Si può così affermare che il decreto non ha favorito una sostanziale emersione dell'irregolarità, almeno per quanto riguarda il mercato del lavoro veneto, ciò nella misura in cui è risultato economicamente disencintivante e nello stesso tempo affidato al volontarismo dei datori di lavoro. Questo riconferma la preferibilità di ipotesi di regolarizzazione indipendenti dal possesso di un lavoro e con ampie possibilità di autocertificazione di lavori pregressi o in corso: la presenza di immigrati già regolarizzati può contribuire a frenare l'utilizzo di forme selvagge di flessibilità che invece sembrano fatte salve dalle forme di regolarizzazione previste dal decreto.

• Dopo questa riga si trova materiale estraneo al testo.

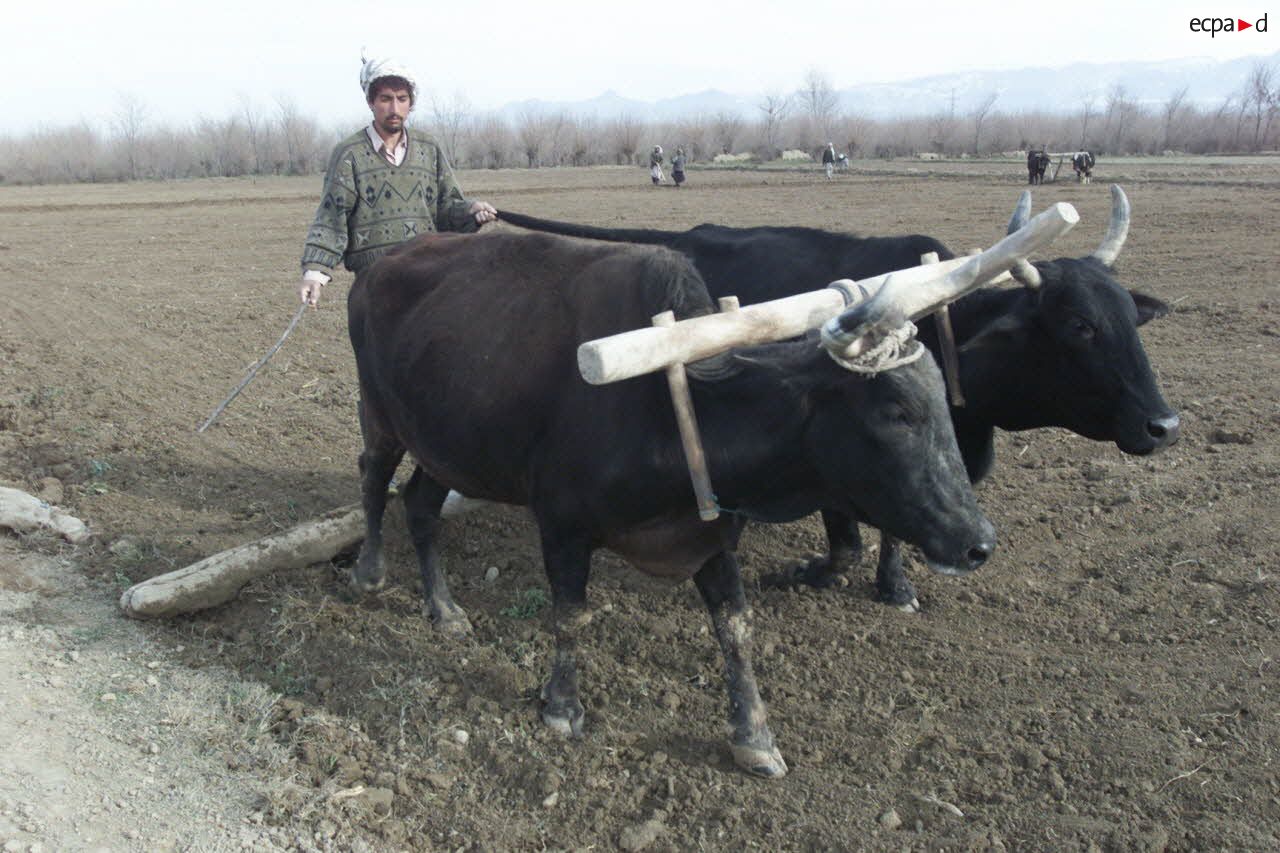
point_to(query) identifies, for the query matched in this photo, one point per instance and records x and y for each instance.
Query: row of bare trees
(279, 140)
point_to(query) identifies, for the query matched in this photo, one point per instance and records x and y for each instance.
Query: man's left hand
(483, 211)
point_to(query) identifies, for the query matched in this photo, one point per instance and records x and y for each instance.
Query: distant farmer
(828, 159)
(385, 183)
(677, 168)
(656, 164)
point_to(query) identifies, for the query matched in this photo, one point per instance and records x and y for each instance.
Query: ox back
(466, 355)
(1068, 355)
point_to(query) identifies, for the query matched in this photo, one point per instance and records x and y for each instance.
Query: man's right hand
(309, 291)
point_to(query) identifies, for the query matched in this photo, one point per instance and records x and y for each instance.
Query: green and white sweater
(371, 206)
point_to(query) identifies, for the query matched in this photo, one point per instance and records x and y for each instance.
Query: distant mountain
(612, 105)
(1054, 90)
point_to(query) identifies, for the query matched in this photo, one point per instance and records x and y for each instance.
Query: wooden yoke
(695, 457)
(918, 291)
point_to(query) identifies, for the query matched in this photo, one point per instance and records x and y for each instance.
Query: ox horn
(1118, 229)
(1022, 269)
(917, 291)
(860, 328)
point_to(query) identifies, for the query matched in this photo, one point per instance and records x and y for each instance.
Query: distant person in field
(656, 164)
(677, 168)
(828, 159)
(385, 183)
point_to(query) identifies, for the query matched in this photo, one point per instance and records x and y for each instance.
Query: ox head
(1075, 347)
(878, 432)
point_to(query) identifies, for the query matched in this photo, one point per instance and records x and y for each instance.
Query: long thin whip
(252, 372)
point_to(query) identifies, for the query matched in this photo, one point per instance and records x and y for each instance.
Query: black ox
(466, 355)
(1082, 162)
(1037, 162)
(1064, 352)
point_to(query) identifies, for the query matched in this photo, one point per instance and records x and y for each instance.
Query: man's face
(391, 106)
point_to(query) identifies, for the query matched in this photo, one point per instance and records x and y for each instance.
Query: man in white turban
(385, 183)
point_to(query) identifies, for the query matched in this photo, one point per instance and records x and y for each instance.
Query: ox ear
(1006, 332)
(1148, 306)
(790, 363)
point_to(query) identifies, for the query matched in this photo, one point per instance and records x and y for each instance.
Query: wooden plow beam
(670, 345)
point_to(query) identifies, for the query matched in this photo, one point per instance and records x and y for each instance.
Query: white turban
(375, 68)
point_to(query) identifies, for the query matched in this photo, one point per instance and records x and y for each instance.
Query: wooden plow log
(219, 578)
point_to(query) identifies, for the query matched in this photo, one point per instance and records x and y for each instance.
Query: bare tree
(1260, 100)
(819, 101)
(560, 127)
(1170, 110)
(625, 133)
(448, 119)
(300, 136)
(493, 136)
(775, 109)
(128, 123)
(1120, 110)
(257, 133)
(979, 115)
(1087, 108)
(583, 140)
(531, 132)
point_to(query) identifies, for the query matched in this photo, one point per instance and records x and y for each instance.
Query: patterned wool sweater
(371, 206)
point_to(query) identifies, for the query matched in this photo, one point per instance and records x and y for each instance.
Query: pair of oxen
(469, 357)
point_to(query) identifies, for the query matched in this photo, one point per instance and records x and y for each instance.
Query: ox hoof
(455, 624)
(900, 596)
(365, 584)
(766, 763)
(566, 723)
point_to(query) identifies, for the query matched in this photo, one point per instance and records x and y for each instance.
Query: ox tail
(590, 232)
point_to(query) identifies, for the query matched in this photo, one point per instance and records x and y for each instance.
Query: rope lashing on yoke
(894, 350)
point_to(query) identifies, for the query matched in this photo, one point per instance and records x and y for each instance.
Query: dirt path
(1106, 683)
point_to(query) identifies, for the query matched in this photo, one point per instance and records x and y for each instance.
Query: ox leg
(423, 501)
(752, 742)
(844, 552)
(378, 464)
(567, 570)
(891, 583)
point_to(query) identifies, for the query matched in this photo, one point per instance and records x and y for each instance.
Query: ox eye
(1080, 328)
(899, 416)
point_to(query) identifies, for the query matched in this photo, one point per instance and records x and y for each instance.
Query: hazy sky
(68, 60)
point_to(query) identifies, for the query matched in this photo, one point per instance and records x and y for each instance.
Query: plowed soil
(1107, 682)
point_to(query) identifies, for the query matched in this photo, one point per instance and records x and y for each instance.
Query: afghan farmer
(385, 183)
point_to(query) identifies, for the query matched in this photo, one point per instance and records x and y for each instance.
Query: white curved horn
(917, 291)
(1118, 229)
(1027, 274)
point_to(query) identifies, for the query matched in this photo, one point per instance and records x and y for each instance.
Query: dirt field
(1107, 682)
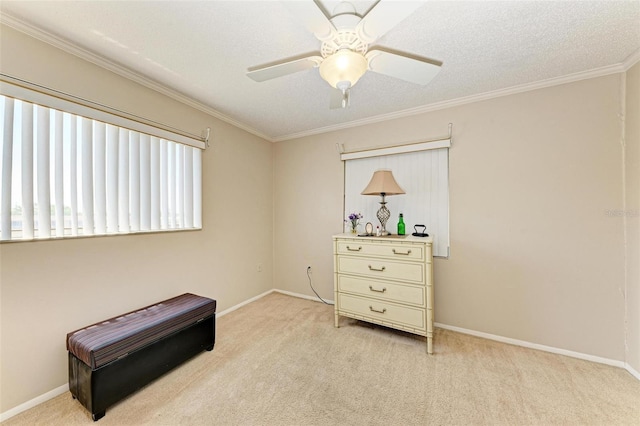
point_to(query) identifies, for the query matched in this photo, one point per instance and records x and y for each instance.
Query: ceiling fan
(344, 53)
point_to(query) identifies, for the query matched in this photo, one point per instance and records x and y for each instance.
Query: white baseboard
(241, 304)
(303, 296)
(64, 388)
(525, 344)
(35, 401)
(631, 371)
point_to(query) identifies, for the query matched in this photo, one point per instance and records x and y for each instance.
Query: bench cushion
(103, 342)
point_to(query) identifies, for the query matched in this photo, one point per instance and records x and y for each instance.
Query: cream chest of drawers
(385, 280)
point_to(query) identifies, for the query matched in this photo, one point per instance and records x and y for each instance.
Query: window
(422, 171)
(66, 174)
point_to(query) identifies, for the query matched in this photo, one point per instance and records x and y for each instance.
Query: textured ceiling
(202, 49)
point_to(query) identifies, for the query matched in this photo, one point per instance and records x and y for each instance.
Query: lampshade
(382, 182)
(343, 66)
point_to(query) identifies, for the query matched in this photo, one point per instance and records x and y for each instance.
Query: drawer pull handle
(399, 252)
(371, 268)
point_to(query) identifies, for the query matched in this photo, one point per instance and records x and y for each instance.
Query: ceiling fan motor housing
(343, 66)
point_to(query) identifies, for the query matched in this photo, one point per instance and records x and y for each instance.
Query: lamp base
(383, 216)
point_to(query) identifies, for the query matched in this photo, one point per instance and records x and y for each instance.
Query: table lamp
(383, 183)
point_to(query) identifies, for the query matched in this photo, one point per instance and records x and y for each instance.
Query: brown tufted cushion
(103, 342)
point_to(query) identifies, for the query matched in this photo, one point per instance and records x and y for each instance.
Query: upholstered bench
(112, 359)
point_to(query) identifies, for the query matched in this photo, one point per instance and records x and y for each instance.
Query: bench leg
(97, 416)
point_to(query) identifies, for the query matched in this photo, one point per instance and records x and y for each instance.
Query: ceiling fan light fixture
(343, 66)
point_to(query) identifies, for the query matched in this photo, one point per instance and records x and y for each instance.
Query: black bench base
(98, 389)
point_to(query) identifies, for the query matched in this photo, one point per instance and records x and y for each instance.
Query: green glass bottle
(401, 225)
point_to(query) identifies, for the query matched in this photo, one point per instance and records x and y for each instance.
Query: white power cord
(310, 285)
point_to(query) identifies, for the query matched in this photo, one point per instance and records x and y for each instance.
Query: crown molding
(89, 56)
(570, 78)
(631, 60)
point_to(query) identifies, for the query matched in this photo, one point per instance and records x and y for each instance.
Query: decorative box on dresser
(385, 280)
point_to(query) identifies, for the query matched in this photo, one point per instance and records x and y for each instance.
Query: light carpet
(280, 361)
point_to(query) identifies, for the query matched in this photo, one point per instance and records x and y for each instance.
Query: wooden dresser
(385, 280)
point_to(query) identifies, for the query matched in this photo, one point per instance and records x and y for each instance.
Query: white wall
(49, 288)
(534, 256)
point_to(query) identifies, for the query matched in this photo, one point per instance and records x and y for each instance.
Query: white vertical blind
(73, 173)
(145, 182)
(112, 179)
(59, 173)
(86, 141)
(134, 179)
(99, 178)
(423, 175)
(28, 221)
(7, 171)
(67, 175)
(43, 178)
(123, 179)
(197, 188)
(155, 183)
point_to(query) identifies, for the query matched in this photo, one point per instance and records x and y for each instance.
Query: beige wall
(632, 158)
(49, 288)
(534, 256)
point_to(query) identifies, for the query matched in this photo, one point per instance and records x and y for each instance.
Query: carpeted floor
(280, 361)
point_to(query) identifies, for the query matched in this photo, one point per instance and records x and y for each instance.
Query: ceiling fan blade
(338, 99)
(281, 69)
(312, 17)
(413, 70)
(384, 16)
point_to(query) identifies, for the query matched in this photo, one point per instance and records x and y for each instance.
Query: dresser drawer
(387, 250)
(383, 311)
(385, 291)
(382, 269)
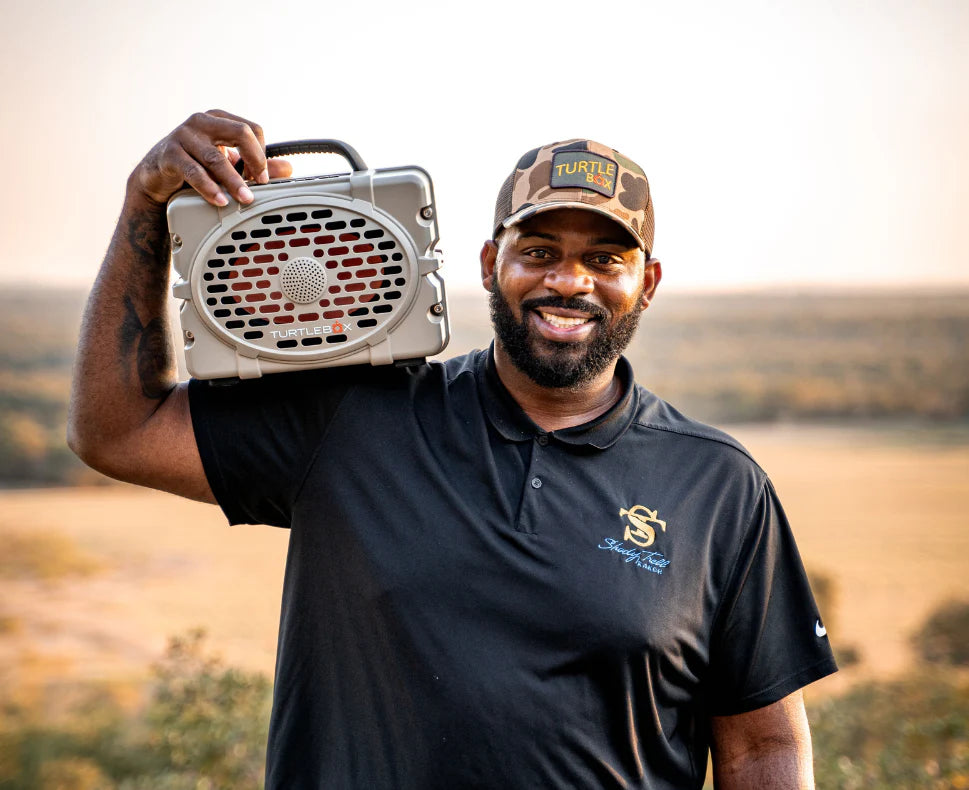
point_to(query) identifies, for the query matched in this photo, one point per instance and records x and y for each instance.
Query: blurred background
(810, 171)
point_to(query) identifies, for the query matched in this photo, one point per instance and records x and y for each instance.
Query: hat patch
(584, 170)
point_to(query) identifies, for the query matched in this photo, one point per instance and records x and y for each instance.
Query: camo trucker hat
(578, 174)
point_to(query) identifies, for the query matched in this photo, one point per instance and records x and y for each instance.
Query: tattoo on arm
(153, 352)
(150, 342)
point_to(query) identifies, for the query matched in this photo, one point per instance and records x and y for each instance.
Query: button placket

Un effetto positivo sembra invece esserci stato nei rapporti tra il cittadino immigrato ed il tessuto associativo veneto: i contatti presi con le associazioni antirazziste per richiedere informazioni e consulenze sulla stesura delle domande hanno fatto emergere il cittadino immigrato dalla sua condizione di invisibilità almeno per quanto riguarda il suo essere "soggetto che richiede diritti". Tale effetto verrà però stimato nelle sue esatte dimensioni solo in prospettiva.

APPLICAZIONE DELL'ARTICOLO 13 DEL DL 489

L'art. 13 del decreto legge 489, che contempla una generica rimozione dei limiti alla fruizione dell'assistenza sanitaria da parte degli immigrati, non essendo stato sufficientemente precisato da una successiva normativa di dettaglio, non ha provocato un significativo mutamento nei livelli di tutela del diritto alla salute. Sarebbe stata necessaria la garanzia precisa di una serie di prestazioni relative al pronto soccorso, alla diagnostica, alla terapeutica ed alla prevenzione, ma ciò non è stato minimamente realizzato: l'assistenza sanitaria non è perciò sostanzialmente garantita laddove invece sarebbe particolarmente necessaria in ordine ai particolari problemi di salute che l'immigrato si trova ad affrontare in quella che viene eufemisticamente chiamata "società ospitante".

Molto resta da fare quindi nella prospettiva di creare strutture ambulatoriali autogestite che organizzino forme di assistenza per gli immigrati richiedendo risorse al settore pubblico e funzionando da stimolo e come elemento di pressione per un miglioramento della struttura sanitaria pubblica in questo settore.

Attualmente a Padova è attivo solo l'ambulatorio delle cucine popolari che dispone di mezzi atti a garantire un minimo di assistenza di base. Occorre inoltre segnalare che esiste un progetto di ambulatorio autogestito per immigrati presentato dalla nostra associazione all'amministrazione comunale; tale progetto non è ancora operativo anche per l'indisponibilità dell'amministrazione a fornire locali idonei a tale servizio.